Job interviews are not as reliable or revealing as many people believe. Candidates who ace their interviews and flaunt impressive resumes quite often prove to be poor fits for the companies that so eagerly hire them. There are a number of reasons for that, but pre-employment testing can make up for all the most common causes of such problems.
Interviews Alone are Simply Not Enough
The job interview is actually a fairly recent invention. Long apprenticeships and professional connections used to be enough to ensure that businesses would have a good idea about each candidate’s background, capabilities, and personality.
With so many people changing jobs regularly today, another approach is clearly in order. Job interviews consistently let employers down even when those interviews might seem to be going as hoped. It quite often makes more sense to supplement interviews with pre-employment assessments than to rely on interviews alone for a number of reasons, such as:
- Usage of professional career coaching skills is on the rise, particularly among professionals aiming for highly competitive positions. Experienced interview coaches have seen every situation and trick and can teach their students to respond perfectly. In many cases, what job interviews actually end up measuring is how well candidates prepared for such occasions. That might demonstrate some commitment, but it can hardly be expected to correspond well to on-the-job performance.
- Interviews rarely do even a cursory job of reflecting how a given job seeker will feel and function on an everyday basis. Candidates and interviewers alike generally feel stiff and awkward even when an interview hews closely to the nature of the available position. As with the various problems related to coaching, the artificiality of the average interview makes it a poor predictor of future results. Despite
- tens of millions being hired annually
- few interviews ever feel natural.
- Some candidates cruise through interviews solely because of their personalities. Many others struggle with even the least-adversarial formal interview processes. Unfortunately, the quirks that produce such results rarely reveal much about a person’s suitability for a particular position. Interviewers bring their own personalities to each meeting, and that can make for difficulties, as well.

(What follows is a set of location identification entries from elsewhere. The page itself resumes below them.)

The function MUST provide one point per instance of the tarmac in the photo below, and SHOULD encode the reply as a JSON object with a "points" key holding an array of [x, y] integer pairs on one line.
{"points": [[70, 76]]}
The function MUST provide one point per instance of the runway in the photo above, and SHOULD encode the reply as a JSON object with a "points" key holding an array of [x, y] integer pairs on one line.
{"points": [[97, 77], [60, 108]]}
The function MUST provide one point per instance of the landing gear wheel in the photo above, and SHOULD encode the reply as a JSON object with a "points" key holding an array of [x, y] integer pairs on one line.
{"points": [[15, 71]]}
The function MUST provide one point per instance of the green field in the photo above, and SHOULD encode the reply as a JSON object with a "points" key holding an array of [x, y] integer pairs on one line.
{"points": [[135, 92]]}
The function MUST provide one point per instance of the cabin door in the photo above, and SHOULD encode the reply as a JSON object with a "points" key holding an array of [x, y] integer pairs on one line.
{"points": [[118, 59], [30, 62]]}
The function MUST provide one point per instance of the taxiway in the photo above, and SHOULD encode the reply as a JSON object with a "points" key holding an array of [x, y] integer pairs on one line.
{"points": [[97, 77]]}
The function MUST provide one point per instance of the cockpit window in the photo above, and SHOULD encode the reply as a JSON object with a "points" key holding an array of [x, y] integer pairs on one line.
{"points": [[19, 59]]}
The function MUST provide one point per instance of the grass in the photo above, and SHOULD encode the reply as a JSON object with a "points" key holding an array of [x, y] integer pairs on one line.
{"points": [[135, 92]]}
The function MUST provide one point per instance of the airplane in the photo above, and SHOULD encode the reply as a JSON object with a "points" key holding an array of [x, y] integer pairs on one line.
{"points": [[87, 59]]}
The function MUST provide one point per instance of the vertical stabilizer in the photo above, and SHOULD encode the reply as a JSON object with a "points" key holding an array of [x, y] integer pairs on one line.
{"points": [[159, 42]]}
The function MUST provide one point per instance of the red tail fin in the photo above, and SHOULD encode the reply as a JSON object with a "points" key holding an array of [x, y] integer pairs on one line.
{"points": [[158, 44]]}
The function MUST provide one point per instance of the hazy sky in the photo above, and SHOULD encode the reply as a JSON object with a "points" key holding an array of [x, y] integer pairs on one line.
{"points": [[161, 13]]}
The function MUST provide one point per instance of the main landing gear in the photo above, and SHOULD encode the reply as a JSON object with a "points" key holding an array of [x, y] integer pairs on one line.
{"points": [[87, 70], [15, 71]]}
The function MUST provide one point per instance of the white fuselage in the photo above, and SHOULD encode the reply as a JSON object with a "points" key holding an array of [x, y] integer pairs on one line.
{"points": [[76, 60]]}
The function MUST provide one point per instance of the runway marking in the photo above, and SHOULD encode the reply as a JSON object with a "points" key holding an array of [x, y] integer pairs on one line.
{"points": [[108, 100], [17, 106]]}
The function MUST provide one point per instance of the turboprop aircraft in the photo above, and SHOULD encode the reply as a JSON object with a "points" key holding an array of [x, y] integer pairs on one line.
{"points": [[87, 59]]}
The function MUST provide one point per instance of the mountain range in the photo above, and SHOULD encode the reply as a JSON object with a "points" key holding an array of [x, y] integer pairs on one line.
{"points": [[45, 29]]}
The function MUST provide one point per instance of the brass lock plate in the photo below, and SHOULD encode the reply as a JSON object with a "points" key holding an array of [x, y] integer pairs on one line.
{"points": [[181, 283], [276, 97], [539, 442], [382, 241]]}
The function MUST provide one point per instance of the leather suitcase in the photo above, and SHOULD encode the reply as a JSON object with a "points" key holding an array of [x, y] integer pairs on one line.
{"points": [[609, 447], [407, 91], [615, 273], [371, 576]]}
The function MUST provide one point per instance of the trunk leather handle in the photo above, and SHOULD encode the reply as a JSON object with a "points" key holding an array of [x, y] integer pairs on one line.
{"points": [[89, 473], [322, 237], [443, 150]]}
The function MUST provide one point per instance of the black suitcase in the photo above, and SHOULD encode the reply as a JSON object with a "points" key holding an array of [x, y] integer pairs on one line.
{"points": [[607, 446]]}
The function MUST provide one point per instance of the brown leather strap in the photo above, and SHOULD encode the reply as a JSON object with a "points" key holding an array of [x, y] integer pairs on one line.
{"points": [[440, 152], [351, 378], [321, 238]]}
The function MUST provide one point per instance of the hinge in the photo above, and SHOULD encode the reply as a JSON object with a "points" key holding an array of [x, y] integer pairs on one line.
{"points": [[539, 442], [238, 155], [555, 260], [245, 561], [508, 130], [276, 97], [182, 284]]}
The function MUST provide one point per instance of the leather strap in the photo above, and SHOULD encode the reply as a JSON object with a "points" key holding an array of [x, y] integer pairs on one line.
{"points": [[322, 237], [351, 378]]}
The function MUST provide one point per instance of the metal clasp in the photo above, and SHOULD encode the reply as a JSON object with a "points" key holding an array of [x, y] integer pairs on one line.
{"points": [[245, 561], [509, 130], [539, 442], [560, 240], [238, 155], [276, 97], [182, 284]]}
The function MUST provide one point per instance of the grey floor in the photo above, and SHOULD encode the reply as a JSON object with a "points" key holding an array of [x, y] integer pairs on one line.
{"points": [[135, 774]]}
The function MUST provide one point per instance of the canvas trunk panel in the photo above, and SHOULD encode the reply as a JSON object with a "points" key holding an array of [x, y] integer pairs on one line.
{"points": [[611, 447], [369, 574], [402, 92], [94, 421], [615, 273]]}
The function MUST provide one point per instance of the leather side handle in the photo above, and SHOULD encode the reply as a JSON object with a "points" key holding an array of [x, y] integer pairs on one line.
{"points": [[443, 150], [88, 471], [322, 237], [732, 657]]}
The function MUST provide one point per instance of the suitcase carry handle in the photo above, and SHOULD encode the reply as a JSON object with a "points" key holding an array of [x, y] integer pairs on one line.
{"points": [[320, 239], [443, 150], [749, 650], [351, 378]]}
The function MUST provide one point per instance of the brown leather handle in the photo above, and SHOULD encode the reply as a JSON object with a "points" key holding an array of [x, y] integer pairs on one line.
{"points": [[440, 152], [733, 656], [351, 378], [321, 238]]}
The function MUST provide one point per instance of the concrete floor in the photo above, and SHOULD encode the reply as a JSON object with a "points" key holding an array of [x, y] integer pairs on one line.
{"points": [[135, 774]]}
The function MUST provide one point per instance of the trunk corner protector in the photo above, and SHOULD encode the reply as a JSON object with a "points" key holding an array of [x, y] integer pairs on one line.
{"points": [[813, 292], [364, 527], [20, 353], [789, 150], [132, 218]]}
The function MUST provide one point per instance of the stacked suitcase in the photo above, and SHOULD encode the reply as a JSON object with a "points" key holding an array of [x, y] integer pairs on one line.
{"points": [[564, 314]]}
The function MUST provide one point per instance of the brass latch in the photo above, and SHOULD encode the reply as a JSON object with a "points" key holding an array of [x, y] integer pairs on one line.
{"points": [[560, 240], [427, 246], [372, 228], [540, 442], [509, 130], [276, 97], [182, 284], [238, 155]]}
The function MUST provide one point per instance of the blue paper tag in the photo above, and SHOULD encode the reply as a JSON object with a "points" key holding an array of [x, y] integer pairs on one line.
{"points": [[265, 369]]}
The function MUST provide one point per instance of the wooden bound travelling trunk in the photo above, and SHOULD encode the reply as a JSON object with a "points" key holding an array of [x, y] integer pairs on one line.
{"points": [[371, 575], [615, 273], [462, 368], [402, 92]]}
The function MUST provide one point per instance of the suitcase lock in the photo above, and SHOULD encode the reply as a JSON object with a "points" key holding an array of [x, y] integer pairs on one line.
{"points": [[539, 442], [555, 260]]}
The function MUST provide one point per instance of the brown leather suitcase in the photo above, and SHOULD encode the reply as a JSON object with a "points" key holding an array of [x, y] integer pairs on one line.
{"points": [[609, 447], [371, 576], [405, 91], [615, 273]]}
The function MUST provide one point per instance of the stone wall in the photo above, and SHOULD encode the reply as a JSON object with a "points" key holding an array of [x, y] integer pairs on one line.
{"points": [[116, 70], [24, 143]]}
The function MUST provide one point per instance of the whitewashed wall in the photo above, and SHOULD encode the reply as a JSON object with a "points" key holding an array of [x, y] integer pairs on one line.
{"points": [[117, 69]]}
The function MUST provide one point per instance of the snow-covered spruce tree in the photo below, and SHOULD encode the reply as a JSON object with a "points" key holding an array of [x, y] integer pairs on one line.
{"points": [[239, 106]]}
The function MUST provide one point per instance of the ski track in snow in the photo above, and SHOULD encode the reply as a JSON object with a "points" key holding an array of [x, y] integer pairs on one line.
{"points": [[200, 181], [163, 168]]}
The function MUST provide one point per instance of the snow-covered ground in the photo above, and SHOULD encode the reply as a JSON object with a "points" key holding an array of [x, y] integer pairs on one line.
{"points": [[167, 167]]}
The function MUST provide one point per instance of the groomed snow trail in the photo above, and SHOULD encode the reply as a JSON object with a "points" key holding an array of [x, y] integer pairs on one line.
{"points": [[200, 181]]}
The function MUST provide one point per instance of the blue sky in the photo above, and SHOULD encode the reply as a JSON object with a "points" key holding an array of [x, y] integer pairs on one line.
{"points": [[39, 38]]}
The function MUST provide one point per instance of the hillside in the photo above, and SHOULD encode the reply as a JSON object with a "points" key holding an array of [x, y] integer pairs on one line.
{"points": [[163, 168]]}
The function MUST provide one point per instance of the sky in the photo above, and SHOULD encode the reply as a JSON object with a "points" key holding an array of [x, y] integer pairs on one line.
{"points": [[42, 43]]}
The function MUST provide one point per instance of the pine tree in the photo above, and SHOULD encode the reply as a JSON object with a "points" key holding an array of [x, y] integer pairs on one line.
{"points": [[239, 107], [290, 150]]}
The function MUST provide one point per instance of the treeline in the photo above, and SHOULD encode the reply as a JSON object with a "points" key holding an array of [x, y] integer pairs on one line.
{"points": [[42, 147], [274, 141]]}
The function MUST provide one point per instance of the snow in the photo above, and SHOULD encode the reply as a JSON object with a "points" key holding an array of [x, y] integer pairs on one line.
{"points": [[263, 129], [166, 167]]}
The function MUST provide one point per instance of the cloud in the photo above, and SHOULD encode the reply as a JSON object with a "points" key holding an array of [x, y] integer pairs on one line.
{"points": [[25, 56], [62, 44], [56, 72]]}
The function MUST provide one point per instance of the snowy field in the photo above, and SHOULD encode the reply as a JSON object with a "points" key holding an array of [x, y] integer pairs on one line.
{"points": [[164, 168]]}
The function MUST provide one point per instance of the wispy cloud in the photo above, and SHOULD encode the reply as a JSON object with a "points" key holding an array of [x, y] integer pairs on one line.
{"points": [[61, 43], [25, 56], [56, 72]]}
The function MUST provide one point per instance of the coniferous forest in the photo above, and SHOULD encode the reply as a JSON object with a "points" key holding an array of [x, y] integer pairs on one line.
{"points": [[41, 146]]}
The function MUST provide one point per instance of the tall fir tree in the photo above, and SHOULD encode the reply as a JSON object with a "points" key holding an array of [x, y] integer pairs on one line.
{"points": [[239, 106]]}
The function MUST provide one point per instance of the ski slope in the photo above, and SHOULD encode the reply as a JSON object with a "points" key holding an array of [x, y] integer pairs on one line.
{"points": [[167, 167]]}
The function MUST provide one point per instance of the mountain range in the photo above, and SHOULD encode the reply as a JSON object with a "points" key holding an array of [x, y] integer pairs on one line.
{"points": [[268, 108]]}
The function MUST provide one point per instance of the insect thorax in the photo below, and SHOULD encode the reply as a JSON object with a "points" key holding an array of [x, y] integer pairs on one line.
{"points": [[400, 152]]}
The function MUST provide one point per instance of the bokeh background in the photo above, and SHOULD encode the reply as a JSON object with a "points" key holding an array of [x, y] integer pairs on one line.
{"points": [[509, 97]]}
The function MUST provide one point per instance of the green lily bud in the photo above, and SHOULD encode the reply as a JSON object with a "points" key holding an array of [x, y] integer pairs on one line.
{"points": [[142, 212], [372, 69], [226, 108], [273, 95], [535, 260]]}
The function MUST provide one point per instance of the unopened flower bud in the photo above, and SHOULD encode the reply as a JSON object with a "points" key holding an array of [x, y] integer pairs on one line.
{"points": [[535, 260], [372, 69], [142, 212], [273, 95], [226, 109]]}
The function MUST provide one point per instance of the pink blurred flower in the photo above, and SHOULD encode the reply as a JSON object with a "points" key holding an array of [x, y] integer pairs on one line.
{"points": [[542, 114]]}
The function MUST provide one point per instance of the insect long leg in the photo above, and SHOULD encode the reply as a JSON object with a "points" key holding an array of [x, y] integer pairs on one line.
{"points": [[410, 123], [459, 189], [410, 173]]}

- Even carefully crafted interview scripts rarely unearth much of actual interest. For all the reasons above and many others, what matters most about candidates tends to remain concealed even after interviews have been conducted. Some companies require candidates to run a gauntlet of extensive interviews but rarely end up learning anything of value. Most interviews are simply too superficial to produce any worthwhile information.
A Fast-Accelerating Shift Toward Pre-Employment Testing
While the drawbacks and weaknesses of job interviews are clear, there is a simple solution. Supplementing interviews with carefully designed, scientifically grounded pre-employment testing always produces a much more comprehensive and accurate picture of each candidate.
The reason for this is that the right type of testing can address each of the widely recognized deficits of interviewing. Coaching is of minimal value when testing that covers natural aptitude is incorporated into each battery. Even if tests are inherently artificial, the characteristics they measure can be rigorously tied to real, important performance-impacting traits.
While some valuable tests are subjective, personality does not play a role in determining whether a candidate passes or fails. Finally, pre-employment tests can easily highlight characteristics that inherently superficial interviews could never bring out.
As a result, more and more companies are making heavier use of pre-employment testing, and sometimes even emphasizing interviews less as they do so. Testing candidates quite often proves to be a far more effective way to identify those who truly deserve job offers.